Regarding Aplastic Anaemia – which one answer is true?

A. Immunosuppressive therapy is only used to treat a minority of patients with aplastic anaemia.

B. If treated with immunosuppression, then relapse of Aplastic Anaemia occurs in less than 15% of cases.

C. The cure rate of AA treated by sibling-related allogeneic stem cell transplantation in a patient under 40 years old is > 70%.

D. Severe aplastic anaemia is differentiated from non-severe aplastic anaemia on the basis of the acquired cytogenetic abnormalities in the bone marrow.

E. Leucodepletion of cellular blood products is only exceptionally undertaken for patients with aplastic anaemia.

Answer 31

C. The cure rate of AA treated by sibling-related allogeneic stem cell transplantation in a patient under 40 years old is > 70%.

Question 32

What is Fanconi Anaemia?

Answer 32

The most common form of inherited aplastic anaemia.
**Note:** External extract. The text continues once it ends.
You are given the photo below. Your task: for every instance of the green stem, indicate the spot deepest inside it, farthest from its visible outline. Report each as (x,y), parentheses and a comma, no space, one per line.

Autosomal recessive or X-linked inheritance.

Multiple mutated genes are responsible. When these genes become mutated, this results in:

• Abnormalities in DNA repair
• Chromosomal fragility (breakage in the presence of in-vitro mitomycin or diepoxybutane)

Question 33

What are congenital abnormalities associated with Fanconi Anaemia?

Answer 33

• Short Stature
• Hypopigmented spots and café-au-lait spots
• Abnormality of thumbs
• Microcephaly or hydrocephaly
• Hyogonadism
• Developmental delay
• No abnormalities 30%

Question 34

What is Dyskeratosis Congenita (DC)?

Answer 34

An inherited disorder characterised by:

• Marrow failure
• Cancer predisposition
• Somatic abnormalities

Question 35

What is the classical triad of dyskeratosis congenita?

Answer 35

Skin pigmentation

Nail dystrophy

Leukoplakia

Question 36

What is the association between telomeres and dyskeratosis congenita?

Answer 36

Telomere length is reduced in marrow failure diseases (especially short in patients with DC).

Question 37

What is the genetic basis of dyskeratosis congenita?

Answer 37

X-linked recessive trait: The most common inherited pattern (mutated DKC1 gene - defective telomerase function).

Autosomal dominant trait: (Mutated TERC gene - encodes the RNA component of telomerase).

Autosomal recessive trait: The gene for this form of DC has not yet been identified.

Question 38

Which one of the following is true?

A. Telomeric shortening is a feature of both idiopathic aplastic anaemia and dyskeratosis congenita.

B. Development of malignancy is an uncommon complication of Fanconi Anaemia.

C. A single genetic defect has been identified as the underlying cause for Fanconi Anaemia.

D. Fanconi Anaemia is usually inherited in an autosomal dominant fashion.

E. Telomeric function is considered to be unimportant in the pathophysiology of Dyskeratosis Congenita.

Answer 38

A. Telomeric shortening is a feature of both idiopathic aplastic anaemia and dyskeratosis congenita.

Question 39

Which one of the following about MDS is true?:

A. Myelodysplasia has a bi-modal age distribution.

B. The primary modality of treatment of MDS is by intensive chemotherapy.

C. One third of MDS patients can be expected to die from leukaemic transformation.

D. There is no good correlation between the severity of the cytopenias and the overall life expectancy.

E. White cell function is frequently well preserved in MDS.

Answer 39

C. One third of MDS patients can be expected to die from leukaemic transformation.